Damascus and Springbrook had been in this position before — and the wrestlers were letting the Waldorf crowd know how many consecutive titles they have won. The Swarmin’ Hornets beat Manchester Valley, 42-26, to continue their state dominance with an eighth consecutive crown. Springbrook topped Annapolis, 40-27, to claim back-to-back titles.
“It’s very special,” said Springbrook Coach Rob Whittles, last season’s All-Met Coach of the Year. “Last year, because we had never done it before, it was really cool. Doing it again just kind of solidifies that what we’re doing is the right thing. It’s just as exciting as it was last year.”
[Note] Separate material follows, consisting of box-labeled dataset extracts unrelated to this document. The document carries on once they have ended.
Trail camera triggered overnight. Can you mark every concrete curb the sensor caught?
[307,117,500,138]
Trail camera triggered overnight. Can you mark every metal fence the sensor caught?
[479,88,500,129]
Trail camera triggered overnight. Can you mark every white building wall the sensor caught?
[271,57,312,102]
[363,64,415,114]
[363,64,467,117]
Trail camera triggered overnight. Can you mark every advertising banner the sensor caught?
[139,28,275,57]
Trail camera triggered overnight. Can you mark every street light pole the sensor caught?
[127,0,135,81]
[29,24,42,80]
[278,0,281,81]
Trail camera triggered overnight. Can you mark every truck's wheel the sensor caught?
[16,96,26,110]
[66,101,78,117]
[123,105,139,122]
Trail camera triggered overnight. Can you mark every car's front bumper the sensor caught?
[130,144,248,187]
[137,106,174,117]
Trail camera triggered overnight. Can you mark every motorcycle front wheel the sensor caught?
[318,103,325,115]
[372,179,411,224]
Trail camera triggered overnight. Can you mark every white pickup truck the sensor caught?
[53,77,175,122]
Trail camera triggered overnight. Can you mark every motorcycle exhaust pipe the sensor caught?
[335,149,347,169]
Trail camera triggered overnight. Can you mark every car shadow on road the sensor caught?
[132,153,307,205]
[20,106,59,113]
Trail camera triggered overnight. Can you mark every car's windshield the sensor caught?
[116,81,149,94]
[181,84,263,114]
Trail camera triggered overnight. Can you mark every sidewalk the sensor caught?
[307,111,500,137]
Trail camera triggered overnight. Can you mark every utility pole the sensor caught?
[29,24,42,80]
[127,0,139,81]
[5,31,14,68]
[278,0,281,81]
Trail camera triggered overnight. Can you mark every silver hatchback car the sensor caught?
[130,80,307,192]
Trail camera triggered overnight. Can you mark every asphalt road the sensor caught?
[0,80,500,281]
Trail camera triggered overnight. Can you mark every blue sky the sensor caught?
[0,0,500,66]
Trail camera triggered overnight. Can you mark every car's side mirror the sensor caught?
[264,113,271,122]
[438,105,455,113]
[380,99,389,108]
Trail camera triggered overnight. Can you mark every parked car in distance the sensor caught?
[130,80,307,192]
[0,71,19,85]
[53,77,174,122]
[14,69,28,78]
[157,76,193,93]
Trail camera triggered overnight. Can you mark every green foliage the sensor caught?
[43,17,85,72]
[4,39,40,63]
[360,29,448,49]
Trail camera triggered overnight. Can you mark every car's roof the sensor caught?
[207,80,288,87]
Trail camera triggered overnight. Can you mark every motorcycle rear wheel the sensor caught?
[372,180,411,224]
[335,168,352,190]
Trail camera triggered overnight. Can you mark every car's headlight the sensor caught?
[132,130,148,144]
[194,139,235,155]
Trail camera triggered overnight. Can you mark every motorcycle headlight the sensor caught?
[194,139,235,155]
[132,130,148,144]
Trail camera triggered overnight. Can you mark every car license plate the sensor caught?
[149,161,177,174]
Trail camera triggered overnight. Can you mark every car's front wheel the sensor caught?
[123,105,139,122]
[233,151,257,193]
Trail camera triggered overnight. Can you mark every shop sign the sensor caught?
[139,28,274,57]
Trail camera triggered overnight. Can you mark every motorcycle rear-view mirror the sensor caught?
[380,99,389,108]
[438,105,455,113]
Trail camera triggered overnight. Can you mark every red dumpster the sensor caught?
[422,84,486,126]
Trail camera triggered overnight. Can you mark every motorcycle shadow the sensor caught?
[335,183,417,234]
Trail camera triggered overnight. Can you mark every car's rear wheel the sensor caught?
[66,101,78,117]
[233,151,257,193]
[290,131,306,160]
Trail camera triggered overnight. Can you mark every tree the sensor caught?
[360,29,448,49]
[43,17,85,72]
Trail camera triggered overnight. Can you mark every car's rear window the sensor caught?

For parts of the season, Whittles wasn’t sure his team was healthy enough to return to the state final. But in its regional championship Wednesday, Springbrook (23-3) put together its preferred lineup for the first time.
Among it was Armon Nettey, who didn’t compete for the majority of the season. Montgomery County Public Schools denied the senior’s athletic waiver after he transferred within the county from Sherwood to Springbrook at the start of the school year. Nettey began wrestling again Jan. 30, when MCPS determined he would be eligible after reviewing change-of-residency paperwork.
Springbrook trailed by two points early in the match, but four consecutive wrestlers, including Nettey at 138 pounds, prevailed to power the Blue Devils to victory.
“I’ll remember it forever,” Nettey said. “This is something that barely happens in anybody’s life.”
Damascus is 23-3, but this could be considered an inconsistent season compared with the Montgomery County powerhouse’s typical accomplishments.
By Dec. 14, the Swarmin’ Hornets had won 182 consecutive dual meets, which was the longest active streak and the third-longest ever, according to the National Federation of State High School Associations. Then Damascus fell to Virginia power Great Bridge for its first loss since the 2012 playoffs. The Swarmin’ Hornets also lost to South River on the same day.
After the match, Coach John Furgeson put the defeats in perspective. While the winning streak was fun, he said, the team’s goal was to claim the state championship.
“Everybody counted us out,” Furgeson said. “We believed it could happen. We said, ‘We’re not leaving the gym without a state championship,’ and the kids bought into it.”
Damascus and its Carroll County foe were tied at 20 when the Swarmin’ Hornets won two consecutive matches. Then Furgeson’s son, Timothy, clinched Damascus’s crown with a pin in the 220-pound weight class. When Timothy Furgeson walked off the mat, his dad embraced him for a long hug.
“The hugs get tighter every single year,” said Timothy Furgeson, a Villanova football signee.
In the 2A championship match, Glenelg (21-4) fell to Worcester County’s Stephen Decatur, 42-24.